Перед завтраком пришлось дожидаться зиночкиного зова под окном канцелярии. Нужно было отчитаться после вольных странствий. Тетидунину ворожбу, донесшуюся из окна, подслушал случайно:
— Нечаянный, неожиданный интерес в казенном доме.
— Что ты, тетя Дуня! — возразил сиплый зиночкин голосок. — Какой может быть интерес в этом доме?
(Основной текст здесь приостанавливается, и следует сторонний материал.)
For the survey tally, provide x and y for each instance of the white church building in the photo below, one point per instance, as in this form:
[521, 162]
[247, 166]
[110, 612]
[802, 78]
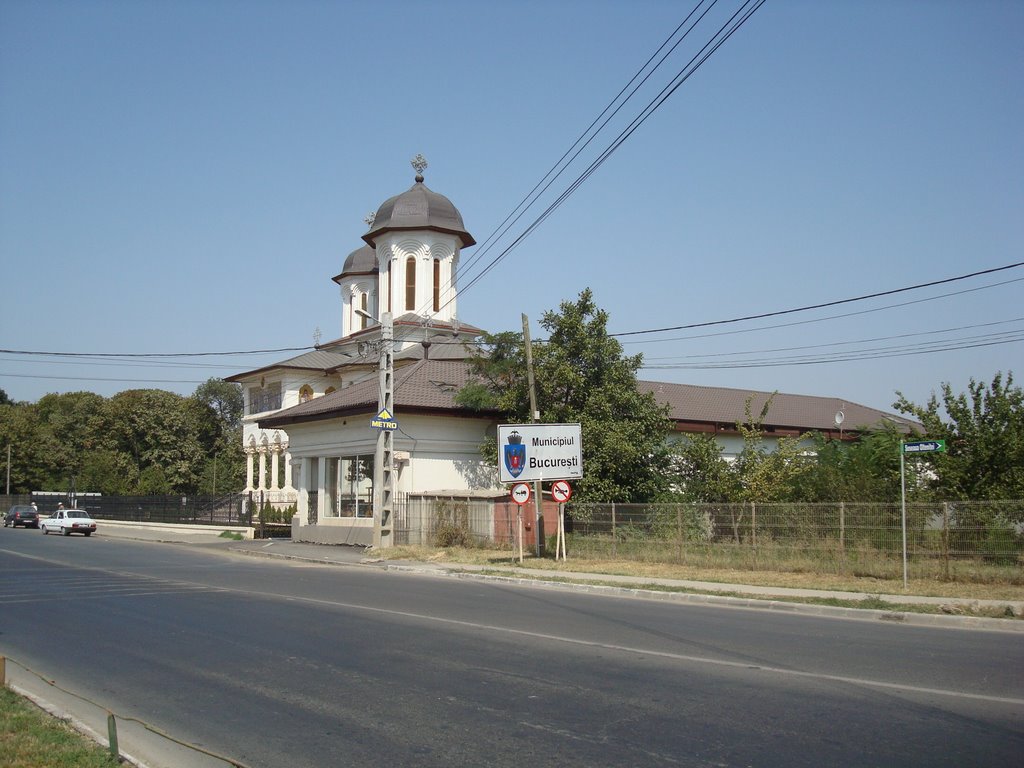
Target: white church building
[307, 432]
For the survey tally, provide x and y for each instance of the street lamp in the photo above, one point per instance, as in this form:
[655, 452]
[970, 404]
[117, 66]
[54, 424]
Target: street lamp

— Я знаю? Что выпадает, то и гадаю. Врать не стану.
— Ладно, продлжай.
— Грелка-то горячая? А то пойду, нацежу кипяточку. Прижми ее к животу ить, прижми! Полегчает. Разворотил он там тебе все.
— Пропаду я в этой общаге. Хоть какую бы мне клетушку отдельную. Всем бы за нее поступилась, никем не побрезговала бы.
— Знамо дело, да порушено все.
— Тут одну развалюху трухлявую предлагали за городом. Две тыщи стоит. Деньжат бы занять!
— Где займешь? Лучше прищепляй медали и дуй в сполком, проси жилье.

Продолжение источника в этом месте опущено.